Customs, Excise and Gold Tribunal - Delhi

Prince Khadi Woollen Handloom ... vs C.C.E. on 16 February, 2006

ORDER
 

C.N.B. Nair, Member (T)
 

1. The short levy demand in these appeals are for the period 1-7-1983 to 12-12-1983 and 7-2-1983 to 30-6-1983. The submission of the learned Counsel for the appellant is that demand is beyond the period of limitation, inasmuch as show cause notice was issued also on 28-5-1997. As against this, the learned DR contends that the show cause notice is a continuation of the proceeding earlier initiated in the light of the judgment dated 5-11-96 passed by the Apex Court [1996 (88) E.L.T. 314].

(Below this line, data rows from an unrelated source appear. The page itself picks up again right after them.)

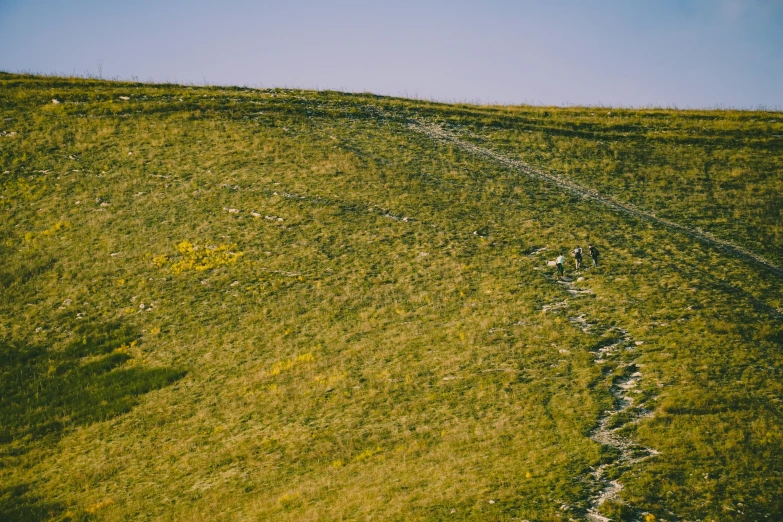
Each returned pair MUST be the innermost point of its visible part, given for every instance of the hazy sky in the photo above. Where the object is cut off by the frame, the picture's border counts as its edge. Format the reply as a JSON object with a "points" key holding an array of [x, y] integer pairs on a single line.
{"points": [[684, 53]]}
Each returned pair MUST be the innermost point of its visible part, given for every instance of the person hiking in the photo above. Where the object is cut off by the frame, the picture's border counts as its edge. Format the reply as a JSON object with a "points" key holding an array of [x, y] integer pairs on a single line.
{"points": [[594, 254], [577, 253]]}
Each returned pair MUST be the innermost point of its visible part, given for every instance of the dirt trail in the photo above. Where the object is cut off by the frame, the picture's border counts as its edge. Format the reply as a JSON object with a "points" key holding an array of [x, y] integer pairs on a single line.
{"points": [[624, 412], [438, 133]]}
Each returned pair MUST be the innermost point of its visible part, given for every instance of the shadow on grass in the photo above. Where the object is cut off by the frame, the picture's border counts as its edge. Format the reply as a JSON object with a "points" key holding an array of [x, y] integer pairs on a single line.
{"points": [[43, 392]]}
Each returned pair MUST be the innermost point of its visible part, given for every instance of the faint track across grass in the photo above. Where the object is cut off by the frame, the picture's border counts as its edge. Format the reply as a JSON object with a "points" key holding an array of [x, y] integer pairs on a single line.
{"points": [[438, 133]]}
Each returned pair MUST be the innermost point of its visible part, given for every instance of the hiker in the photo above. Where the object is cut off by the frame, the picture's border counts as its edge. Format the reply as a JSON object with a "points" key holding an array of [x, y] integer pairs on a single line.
{"points": [[559, 262], [594, 254], [577, 253]]}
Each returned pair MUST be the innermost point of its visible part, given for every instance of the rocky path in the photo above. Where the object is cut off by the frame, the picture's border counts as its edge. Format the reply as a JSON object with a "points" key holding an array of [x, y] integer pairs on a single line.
{"points": [[625, 381]]}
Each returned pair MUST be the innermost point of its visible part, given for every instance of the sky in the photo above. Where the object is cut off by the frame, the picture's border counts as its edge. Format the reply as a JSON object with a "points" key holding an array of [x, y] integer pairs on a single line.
{"points": [[640, 53]]}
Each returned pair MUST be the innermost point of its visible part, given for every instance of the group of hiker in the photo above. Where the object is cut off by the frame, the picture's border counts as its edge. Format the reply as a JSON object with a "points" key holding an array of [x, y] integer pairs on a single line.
{"points": [[577, 255]]}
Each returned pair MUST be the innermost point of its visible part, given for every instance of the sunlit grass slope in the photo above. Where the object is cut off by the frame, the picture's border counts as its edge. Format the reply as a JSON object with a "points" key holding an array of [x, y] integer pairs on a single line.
{"points": [[235, 304]]}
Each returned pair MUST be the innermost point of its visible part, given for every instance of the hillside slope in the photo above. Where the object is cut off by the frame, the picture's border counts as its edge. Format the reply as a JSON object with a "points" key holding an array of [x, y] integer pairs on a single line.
{"points": [[236, 304]]}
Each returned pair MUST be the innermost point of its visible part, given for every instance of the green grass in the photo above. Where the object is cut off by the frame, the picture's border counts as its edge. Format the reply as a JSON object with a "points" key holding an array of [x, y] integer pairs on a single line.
{"points": [[356, 329]]}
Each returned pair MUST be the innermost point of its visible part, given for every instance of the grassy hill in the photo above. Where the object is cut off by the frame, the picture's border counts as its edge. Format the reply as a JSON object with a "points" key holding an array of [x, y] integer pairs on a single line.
{"points": [[237, 304]]}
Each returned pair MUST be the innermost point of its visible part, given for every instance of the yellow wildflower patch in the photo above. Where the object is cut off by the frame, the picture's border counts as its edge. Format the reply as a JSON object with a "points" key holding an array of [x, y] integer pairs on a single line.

2. We have perused the record and considered the submissions made by both sides. We may read the judgment of the Hon'ble Supreme Court :-

IN THE SUPREME COURT OF INDIA CIVIL APPELLATE JURISDICTION CIVIL APPEAL Nos. 2355-57 OF 1986 105725 Prince Khadi Woollen Handloom --- Appellants Production Coop. Industrial Versus Collector of Central Excise and --- Respondents Anr.
WITH (C.A. Nos. 2868-70/86,4259-61/86,4507-09/86) ORDER In all these matters the original contention of the Revenue was that the appellants were not entitled to the benefit of the Exemption Notification No. 30/81-C.E., dated 1st March, 1981, issued under Rule 8(i) of the Central Excise Rules because the appellants did not satisfy the condition of being registered as handloom cooperative societies or organizations set up or approved by the Government for the purpose of the development of hand-looms. Ultimately, before the Tribunal, this contention of the Revenue was rejected. What the Tribunal considered, and held in favour of the Revenue, was that the appellants had not shown that they were producing the woolen fabrics in "a factory owned by" each of them. It does not appear that at any stage of the proceedings the appellants had been required to show that the factories in which they produced the woolen fabrics were owned them. The order of the Tribunal refusing them the exemption of this ground must, therefore, to set aside. If it is the case of the Revenue that the appellants are not entitled to the benefit of the exemption under the said Notification by reason of the fact that the appellants do not own the factories, in which the woolen fabrics are produced, the Revenue must given the appellants a notice to show cause in this regard and the matter must be processed from that stage. The appeals are allowed. The judgment and order under appeal is set aside. The tax, if paid or deposited pursuant to the order of the Tribunal or of the authorities below, shall be refunded to the appellants. There shall be no order as to costs.
(S.P. Bharucha) (K.S. Paripoornan) New Delhi.
November 5,1996.

3. Clearly, the above judgment is not an order of remand. Nor is there any direction to continue the proceeding. Therefore subsequent proceeding has to be treated as a fresh proceeding and has to satisfy the terms of Section 11A in relation to limitation. As already noted above, the period of demand is 1983, and impugned show cause notice was issued only in 1997. Section 11A of Central Excise Act permits the recovery of non levied or short levied duty, only upon service of notice within a maximum period of five years. The present proceeding, having been initiated way beyond the permissible period has to fail on the ground of limitation. Accordingly, the appeal is allowed on the ground of limitation.